Vokabular ini berjalan sangat cepat sampai-sampai orang yang sangat paham teknologi pun ikut merasa tertinggal. TechCrunch merilis glosarium untuk membantu siapa saja tetap mengikuti perkembangan.
Berikut istilah yang paling umum ditemui dan artinya dalam bahasa sehari-hari.
AGI (Artificial General Intelligence)
Istilah yang masih cair, tapi secara umum merujuk pada AI yang lebih mampu dari manusia rata-rata di banyak — atau sebagian besar — tugas. OpenAI mendefinisikannya sebagai sistem yang mengungguli manusia dalam sebagian besar pekerjaan bernilai ekonomi. Google DeepMind sedikit berbeda: AI yang setidaknya setara manusia di sebagian besar tugas kognitif. Para ahli sendiri masih debat soal definisi persisnya.
AI Agent
Alat yang memakai teknologi AI untuk menjalankan serangkaian tugas atas namamu — melampaui chatbot sederhana. Contohnya mengurus reimbursement, memesan tiket atau meja restoran, bahkan menulis dan memelihara kode. Konsep dasarnya: sistem otonom yang bisa memakai beberapa sistem AI untuk menyelesaikan tugas multi-langkah.
API Endpoint
Semacam “tombol” di bagian belakang software yang bisa ditekan program lain untuk menjalankan sesuatu. Developer memakai ini untuk membangun integrasi. Seiring AI agent makin canggih, mereka makin bisa menemukan dan menggunakan endpoint ini sendiri — membuka kemampuan besar, tapi juga risiko yang perlu diwaspadai.
Istilah Lain yang Tak Kalah Penting
- RAG (Retrieval-Augmented Generation) — teknik yang menggabungkan pencarian data dengan kemampuan generasi AI, supaya jawaban lebih akurat dan sesuai konteks.
- RLHF (Reinforcement Learning from Human Feedback) — melatih AI dengan umpan balik manusia agar perilakunya lebih sesuai harapan.
- Hallucination — kondisi saat AI menghasilkan informasi yang salah atau dibuat-buat. Ini salah satu risiko terbesar yang harus dipahami pengguna.

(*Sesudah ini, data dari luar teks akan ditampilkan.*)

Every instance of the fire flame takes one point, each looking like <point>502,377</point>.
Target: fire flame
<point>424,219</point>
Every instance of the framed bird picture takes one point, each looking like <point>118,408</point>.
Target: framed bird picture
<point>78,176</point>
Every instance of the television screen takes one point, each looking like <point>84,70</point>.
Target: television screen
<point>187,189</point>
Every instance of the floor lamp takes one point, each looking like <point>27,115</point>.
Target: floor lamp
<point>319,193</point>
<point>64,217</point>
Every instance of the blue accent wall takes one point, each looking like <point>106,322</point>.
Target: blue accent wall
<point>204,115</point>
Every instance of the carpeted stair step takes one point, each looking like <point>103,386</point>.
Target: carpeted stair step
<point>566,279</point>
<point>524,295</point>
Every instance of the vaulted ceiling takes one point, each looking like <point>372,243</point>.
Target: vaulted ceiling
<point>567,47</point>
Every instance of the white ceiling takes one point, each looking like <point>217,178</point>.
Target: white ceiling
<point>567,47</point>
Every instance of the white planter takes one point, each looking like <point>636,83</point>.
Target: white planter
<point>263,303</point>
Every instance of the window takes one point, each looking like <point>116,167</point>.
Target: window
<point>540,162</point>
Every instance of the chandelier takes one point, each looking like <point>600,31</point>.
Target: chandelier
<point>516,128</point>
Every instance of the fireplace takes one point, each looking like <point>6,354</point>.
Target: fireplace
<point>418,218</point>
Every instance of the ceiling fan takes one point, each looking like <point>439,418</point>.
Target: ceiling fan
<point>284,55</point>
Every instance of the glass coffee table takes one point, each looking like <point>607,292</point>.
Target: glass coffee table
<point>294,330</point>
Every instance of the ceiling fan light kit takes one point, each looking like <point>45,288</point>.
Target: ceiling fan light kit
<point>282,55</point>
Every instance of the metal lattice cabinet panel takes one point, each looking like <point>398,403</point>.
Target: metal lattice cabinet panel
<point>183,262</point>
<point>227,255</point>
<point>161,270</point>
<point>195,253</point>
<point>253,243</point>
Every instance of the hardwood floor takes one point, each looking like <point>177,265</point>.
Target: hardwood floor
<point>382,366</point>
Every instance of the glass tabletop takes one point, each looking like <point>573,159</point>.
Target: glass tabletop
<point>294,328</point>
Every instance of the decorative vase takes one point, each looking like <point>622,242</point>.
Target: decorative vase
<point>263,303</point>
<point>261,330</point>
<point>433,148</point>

- Opaque recurrence — teknik reasoning di model terbaru (misalnya di OpenAI Astra) yang bikin peneliti keamanan khawatir karena prosesnya sulit diaudit.
- LLM (Large Language Model) — model AI besar yang dilatih pada teks dalam jumlah raksasa, menjadi dasar banyak produk AI chatbot.
Kenapa Penting untuk Bisnis
Literasi AI sekarang makin jadi skill bisnis dasar, bukan cuma buat engineer. Memahami istilah-istilah ini membantu kamu:
- Mengevaluasi produk AI — tahu perbedaan antara sistem yang cuma menampilkan jawaban dan yang benar-benar bisa diandalkan.
- Membaca laporan analis atau riset pasar tanpa tersesat di jargon.
- Menjaga percakapan dengan tim teknologi tetap nyambung dan produktif.
Ada juga sisi kehati-hatian. Dengan memahami konsep seperti hallucination dan opaque recurrence, kamu jadi lebih kritis saat memakai tools AI di pekerjaan — misalnya, tidak langsung percaya output penting tanpa verifikasi.
POV Indonesia
Buat pekerja dan pelaku usaha lokal, ini relevan banget. Meningkatnya penggunaan AI di kantor, dari menulis email sampai menganalisis data, menuntut kita paham bahasa dasarnya supaya bisa memanfaatkan tools yang ada secara tepat dan aman.
Glosarium TechCrunch disebut sebagai “living document” — terus diperbarui seiring lapangan berevolusi, persis seperti sistem AI yang ia deskripsikan. Jadi jangan khawatir ketinggalan; yang penting mulai paham istilah intinya.